Los
recientes fallecimientos de personas estimadas o admiradas, nos obliga a
reconocer que la vida es frágil.
La
vida es un milagro, así se trate de la vida más modesta.
Para
que nazca un ser humano se necesita la confluencia de infinitas coincidencias;
desde el encuentro casual entre abuelo y abuela, si nos remitimos tres
generaciones atrás, hasta la concepción, entre millones de óvulos y
espermatozoides, de solo un par, que agitaron el amor de papá y mamá. Si ellos no
se hubieran conocido, y amado, nunca hubiéramos nacido, igual si los abuelos no
hubieran coincidido en lejanos tiempos.
Si la
vida es un milagro, debe preservarse y conservarse; sin embargo el ser humano
tiene escasa consideración por la vida, tanto la propia como la ajena.
Hasta se
atreve a creer que nunca morirá, como si el milagro de vivir excluyera la
certeza de morir. La muerte la ve como una posibilidad lejana y cuando sucede
en familiares y amigos se le ocurre una injusticia mayúscula o se vuelve un
dolor agudo, dependiendo del amor profesado por quienes cambiaron de estado.
Porque
la muerte es volver a la nada, de donde venimos.
Pregunta
crucial que una jovencita inteligente se hizo: ¿Qué éramos antes de nacer? Nada.
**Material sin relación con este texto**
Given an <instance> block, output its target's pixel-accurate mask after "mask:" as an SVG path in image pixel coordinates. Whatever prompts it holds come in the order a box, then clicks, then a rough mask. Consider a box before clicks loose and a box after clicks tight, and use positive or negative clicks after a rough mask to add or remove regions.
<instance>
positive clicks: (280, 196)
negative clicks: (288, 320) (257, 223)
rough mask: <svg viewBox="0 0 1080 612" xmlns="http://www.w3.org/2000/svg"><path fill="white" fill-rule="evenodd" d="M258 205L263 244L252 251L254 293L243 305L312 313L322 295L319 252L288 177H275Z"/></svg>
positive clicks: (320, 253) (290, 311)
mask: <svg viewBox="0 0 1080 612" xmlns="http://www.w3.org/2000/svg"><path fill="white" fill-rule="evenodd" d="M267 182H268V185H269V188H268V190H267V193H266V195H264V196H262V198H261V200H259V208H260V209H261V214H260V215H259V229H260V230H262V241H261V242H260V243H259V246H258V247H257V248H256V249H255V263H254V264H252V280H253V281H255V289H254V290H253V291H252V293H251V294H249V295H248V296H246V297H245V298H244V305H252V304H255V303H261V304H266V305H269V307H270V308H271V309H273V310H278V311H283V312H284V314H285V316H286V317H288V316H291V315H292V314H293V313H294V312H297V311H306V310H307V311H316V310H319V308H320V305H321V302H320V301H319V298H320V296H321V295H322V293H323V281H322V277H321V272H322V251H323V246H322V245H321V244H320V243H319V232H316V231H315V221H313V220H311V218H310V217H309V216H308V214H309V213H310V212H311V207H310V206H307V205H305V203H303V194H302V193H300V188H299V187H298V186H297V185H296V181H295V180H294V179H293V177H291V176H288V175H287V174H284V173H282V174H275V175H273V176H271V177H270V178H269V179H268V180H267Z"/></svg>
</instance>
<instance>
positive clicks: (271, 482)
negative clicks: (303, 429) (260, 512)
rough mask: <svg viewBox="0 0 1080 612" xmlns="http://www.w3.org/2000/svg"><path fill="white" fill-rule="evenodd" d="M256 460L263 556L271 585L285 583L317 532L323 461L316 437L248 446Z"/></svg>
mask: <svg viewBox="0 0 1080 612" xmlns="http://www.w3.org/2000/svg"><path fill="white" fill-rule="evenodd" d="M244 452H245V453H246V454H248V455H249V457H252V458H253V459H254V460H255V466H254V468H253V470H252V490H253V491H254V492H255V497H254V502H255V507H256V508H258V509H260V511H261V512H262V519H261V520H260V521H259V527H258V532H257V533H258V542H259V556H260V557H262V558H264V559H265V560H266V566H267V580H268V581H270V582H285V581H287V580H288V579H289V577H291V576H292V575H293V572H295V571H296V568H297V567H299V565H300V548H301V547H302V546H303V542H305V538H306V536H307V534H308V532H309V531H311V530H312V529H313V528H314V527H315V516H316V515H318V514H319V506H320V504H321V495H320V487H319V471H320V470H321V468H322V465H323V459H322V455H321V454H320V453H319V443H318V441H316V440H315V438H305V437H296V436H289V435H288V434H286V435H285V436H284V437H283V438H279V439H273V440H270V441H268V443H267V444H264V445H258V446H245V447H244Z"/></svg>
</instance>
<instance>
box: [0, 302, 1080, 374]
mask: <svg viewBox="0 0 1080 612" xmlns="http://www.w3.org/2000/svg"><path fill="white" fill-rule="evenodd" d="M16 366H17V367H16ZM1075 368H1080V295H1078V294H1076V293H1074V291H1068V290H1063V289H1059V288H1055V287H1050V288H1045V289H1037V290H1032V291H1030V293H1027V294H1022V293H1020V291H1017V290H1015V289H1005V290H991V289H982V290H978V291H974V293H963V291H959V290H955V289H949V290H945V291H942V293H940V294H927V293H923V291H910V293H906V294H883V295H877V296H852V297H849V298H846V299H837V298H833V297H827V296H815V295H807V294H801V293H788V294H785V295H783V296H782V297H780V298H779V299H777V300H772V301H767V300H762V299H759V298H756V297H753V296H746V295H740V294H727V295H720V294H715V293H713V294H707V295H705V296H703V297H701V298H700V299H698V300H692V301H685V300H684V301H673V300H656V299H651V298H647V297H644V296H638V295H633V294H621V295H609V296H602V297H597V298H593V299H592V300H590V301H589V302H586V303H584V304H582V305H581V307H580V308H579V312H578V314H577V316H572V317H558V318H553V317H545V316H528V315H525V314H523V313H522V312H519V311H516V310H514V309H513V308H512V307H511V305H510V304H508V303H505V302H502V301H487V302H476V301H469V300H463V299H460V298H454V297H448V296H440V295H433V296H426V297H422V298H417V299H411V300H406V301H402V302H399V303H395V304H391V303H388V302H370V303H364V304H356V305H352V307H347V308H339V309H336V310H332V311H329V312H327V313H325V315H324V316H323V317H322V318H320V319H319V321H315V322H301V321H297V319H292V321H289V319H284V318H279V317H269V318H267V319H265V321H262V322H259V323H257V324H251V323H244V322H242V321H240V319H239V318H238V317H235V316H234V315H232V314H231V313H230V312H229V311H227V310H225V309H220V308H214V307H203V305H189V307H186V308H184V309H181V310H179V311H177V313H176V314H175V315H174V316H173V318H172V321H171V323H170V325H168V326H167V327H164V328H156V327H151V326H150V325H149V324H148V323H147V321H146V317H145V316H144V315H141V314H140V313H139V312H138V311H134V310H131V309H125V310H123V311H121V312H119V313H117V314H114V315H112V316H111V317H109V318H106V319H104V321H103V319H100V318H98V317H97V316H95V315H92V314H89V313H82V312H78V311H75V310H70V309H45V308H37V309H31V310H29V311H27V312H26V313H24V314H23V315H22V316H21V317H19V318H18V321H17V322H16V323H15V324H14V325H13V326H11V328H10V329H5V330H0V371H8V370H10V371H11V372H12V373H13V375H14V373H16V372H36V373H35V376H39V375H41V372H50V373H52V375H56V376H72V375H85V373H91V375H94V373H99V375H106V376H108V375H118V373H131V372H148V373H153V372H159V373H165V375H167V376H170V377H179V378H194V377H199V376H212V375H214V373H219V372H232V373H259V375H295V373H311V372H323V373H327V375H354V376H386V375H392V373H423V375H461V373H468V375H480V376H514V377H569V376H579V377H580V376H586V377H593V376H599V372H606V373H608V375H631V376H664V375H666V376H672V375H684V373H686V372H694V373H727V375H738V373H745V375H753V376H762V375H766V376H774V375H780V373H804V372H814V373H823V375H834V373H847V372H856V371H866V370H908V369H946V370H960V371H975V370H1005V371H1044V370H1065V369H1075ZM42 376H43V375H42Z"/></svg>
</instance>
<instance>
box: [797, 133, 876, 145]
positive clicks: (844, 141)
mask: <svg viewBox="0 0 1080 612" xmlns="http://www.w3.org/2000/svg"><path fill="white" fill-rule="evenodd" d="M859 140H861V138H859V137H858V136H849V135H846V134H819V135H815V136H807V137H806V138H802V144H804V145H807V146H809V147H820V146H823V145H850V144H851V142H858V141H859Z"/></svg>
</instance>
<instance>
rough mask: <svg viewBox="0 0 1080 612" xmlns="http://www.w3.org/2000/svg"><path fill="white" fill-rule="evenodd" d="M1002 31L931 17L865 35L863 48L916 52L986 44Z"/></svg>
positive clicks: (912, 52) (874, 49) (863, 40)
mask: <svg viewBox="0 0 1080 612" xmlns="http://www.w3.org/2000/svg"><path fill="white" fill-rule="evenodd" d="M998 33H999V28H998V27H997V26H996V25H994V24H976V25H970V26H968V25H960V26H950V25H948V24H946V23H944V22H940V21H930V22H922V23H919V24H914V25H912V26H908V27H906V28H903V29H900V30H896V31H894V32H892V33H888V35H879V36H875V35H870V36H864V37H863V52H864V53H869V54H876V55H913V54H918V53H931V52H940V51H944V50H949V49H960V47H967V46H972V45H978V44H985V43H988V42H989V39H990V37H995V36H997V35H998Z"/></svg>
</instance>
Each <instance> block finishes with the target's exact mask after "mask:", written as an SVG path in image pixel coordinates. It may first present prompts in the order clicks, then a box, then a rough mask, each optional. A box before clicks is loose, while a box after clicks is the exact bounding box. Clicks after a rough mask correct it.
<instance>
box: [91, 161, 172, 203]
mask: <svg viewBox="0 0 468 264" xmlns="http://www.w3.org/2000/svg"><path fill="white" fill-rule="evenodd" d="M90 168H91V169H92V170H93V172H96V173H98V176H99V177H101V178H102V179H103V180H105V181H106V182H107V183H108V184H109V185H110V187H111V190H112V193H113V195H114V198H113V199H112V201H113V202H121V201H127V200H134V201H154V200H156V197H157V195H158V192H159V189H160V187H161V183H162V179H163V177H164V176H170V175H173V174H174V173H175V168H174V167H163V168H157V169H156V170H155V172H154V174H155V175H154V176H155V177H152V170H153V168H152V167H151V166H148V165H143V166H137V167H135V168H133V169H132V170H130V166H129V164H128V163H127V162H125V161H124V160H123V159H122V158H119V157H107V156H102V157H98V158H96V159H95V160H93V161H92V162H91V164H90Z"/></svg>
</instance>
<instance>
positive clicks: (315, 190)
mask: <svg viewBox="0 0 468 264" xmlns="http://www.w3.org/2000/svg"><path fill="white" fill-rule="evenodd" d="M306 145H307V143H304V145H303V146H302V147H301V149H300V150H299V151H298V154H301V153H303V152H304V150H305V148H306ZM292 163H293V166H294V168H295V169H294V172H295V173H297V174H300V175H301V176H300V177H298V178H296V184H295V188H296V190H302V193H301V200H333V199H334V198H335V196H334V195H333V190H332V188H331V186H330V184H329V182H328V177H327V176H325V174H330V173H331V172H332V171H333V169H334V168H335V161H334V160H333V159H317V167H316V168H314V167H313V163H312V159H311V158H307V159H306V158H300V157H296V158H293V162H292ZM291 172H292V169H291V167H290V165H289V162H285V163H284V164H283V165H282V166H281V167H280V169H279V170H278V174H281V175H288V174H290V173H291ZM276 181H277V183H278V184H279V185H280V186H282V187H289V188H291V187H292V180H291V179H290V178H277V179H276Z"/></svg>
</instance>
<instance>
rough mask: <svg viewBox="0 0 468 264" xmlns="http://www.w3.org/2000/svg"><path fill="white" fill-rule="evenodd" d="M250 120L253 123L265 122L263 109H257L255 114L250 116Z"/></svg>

Pregunta que nos hacemos todos: ¿Qué seremos después de morir? Nada. Volveremos
a nuestro estado inicial. Pero como el ser humano se niega a aceptar este
designio, inventó la religión para consolarse con suposiciones de una vida
después de la muerte.
Después
de la muerte volveremos a ser lo mismo que éramos antes de nacer: estado
anterior sobre el que no hay teorías religiosas.
Nos
queda seguir viviendo a pesar de que nuestros amigos y familiares más queridos
se vayan primero. Es imposible cambiar los designios supremos, pero podemos
vivir, que para nuestro caso sería disfrutar al máximo de esta aventura que no
pedimos tener, y sin embargo agradecemos a nuestros padres que nos hayan
escogido entre millones de posibilidades que nos privilegian frente a otros tantos
que nunca nacieron.
Sí,
la vida es un milagro pero también es frágil. Esta certeza debería obligarnos a
conservarla y protegerla hasta el final.